Oireachtas Joint and Select Committees

Thursday, 10 November 2016

Public Accounts Committee

Special Report No. 94 of the Comptroller and Auditor General: National Asset Management Agency Sale of Project Eagle (Resumed)

9:00 am

Mr. Seamus McCarthy:

Regarding the Deputy's first point on having staff in NAMA, a point I have put on the record on a number of occasions is that references to staff being embedded in NAMA, and an impression being given that everything that moves in NAMA is seen by and examined by somebody from my office, is absolutely incorrect. If everybody in the office was in NAMA we would not be able to exercise that level of control. It would not be an audit, it would be a control function. I have always corrected this impression when the matter has been put in front of me. The focus of our ongoing work is on the correctness of the financial statements and the operation of key controls, as we see it, regarding transactions that are accounted for, which we look at on a sample basis and not on a comprehensive basis.

When we came to look at the process in which NAMA engaged, our first point of reference was NAMA's policy. How it will sell assets or loans is clearly set out in a policy statement and guidelines. It has the option to depart from this for specific reasons, but in the course of the examination we asked where else had it used a single-phase procedure and it referenced only one, which started out as at two-phase process but it received only two bids - actually it was only one bid - and it was a very small asset. It has always operated a two-phase process.
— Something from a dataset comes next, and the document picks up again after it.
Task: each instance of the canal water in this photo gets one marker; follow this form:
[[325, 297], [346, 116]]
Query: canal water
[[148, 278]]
In addition, when we looked at Project Arrow and Project Tower, we looked at the process to see whether NAMA had followed its own guidelines on how assets were to be disposed of. We looked at the advice it received from loan sale advisers. We reproduced in the report a piece of advice on why it is best to use a two-stage process, as the Deputy has described. To us, it seems fairly clear, unambiguous and well reasoned. It is easy to understand why it makes sense. We do not have to be market experts to state it would give us confidence in the price we would be likely to achieve at the end. Ultimately something can be sold only once, so when something is put on the market, if an appropriate process is followed and it is made as competitive as possible, while it may whittle down, at the end of the day I as an auditor looking at the price achieved will state the process gives me confidence that the price was the best available at that time in that market.